What Is the Posted Rate?
The posted rate is the official interest rate published by a financial institution for a given mortgage product. It represents the starting rate before any negotiation or discount. Major Canadian banks publish their posted rates daily, and they serve as a reference for several important calculations, including the OSFI stress test, mortgage qualification, and the interest rate differential (IRD) penalty.
- Posted rate
- The official interest rate published by a financial institution for a given mortgage product. This rate is higher than the rate actually offered to borrowers and serves as a reference for the OSFI stress test, mortgage qualification, and, at some lenders, the IRD penalty calculation.
The Typical Spread and Its Implications
The spread between the posted rate and the negotiated rate is substantial.
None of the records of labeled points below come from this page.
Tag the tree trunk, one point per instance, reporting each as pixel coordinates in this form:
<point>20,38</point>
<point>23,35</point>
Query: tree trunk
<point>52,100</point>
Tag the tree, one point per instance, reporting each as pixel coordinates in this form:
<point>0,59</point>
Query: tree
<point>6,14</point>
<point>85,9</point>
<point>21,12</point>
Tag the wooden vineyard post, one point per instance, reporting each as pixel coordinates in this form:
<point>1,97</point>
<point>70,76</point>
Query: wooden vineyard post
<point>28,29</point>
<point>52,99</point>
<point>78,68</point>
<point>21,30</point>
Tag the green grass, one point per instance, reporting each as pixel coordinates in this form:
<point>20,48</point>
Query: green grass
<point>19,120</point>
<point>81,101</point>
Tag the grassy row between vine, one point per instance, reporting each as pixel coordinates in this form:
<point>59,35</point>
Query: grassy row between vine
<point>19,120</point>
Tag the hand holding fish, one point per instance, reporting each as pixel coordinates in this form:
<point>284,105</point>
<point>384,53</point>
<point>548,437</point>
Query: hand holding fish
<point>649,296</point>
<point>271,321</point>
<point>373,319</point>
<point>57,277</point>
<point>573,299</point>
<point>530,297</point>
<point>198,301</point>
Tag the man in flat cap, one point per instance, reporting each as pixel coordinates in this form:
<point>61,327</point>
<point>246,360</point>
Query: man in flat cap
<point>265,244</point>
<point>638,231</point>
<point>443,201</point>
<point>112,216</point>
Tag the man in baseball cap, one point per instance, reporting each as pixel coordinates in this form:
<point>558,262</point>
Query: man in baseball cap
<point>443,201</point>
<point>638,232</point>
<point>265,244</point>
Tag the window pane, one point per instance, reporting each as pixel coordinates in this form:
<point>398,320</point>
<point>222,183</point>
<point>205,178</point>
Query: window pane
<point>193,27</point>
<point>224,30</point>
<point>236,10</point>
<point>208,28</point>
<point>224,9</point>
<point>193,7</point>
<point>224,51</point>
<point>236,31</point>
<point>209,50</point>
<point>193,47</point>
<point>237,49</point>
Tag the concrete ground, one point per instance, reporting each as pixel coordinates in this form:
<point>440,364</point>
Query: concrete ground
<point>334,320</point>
For a 5-year fixed term, it can reach 1.50% to 2.25%. On a $400,000 mortgage amortized over 25 years, this spread represents tens of thousands of dollars in avoided interest over the term. The negotiated rate is obtained through direct negotiation with the lender or, more effectively, through a mortgage broker who leverages competition between multiple lenders.
The Mortgage Broker's Role in Rate Negotiation
- Multi-lender access: the AMF-certified broker works with dozens of financial institutions, from major banks to monoline lenders, credit unions, and alternative lenders.
- Business volume: the volume of mortgages the broker generates provides negotiating power that an individual borrower does not have. Lenders offer preferential rates to brokers to attract this volume.
- Competitive bidding: the broker can submit your file to multiple lenders simultaneously and put them in competition to obtain the best offer, something a borrower cannot do effectively on their own.
- Legal obligation: in Quebec, the broker is obligated under the LDPSF to serve the client's interests and present the most advantageous options given their situation.
Impact of the Posted Rate on Mortgage Penalties
The posted rate plays a crucial role in the IRD penalty calculation at certain lenders. Major banks often use the posted rate as the reference in their IRD formula. Since the posted rate is significantly higher than the discounted rate, the spread between the comparison rate and the contractual rate used in the formula can be reduced, affecting the penalty amount. Monoline lenders, on the other hand, generally use the discounted rate in their calculation, producing penalties that are often more predictable and lower.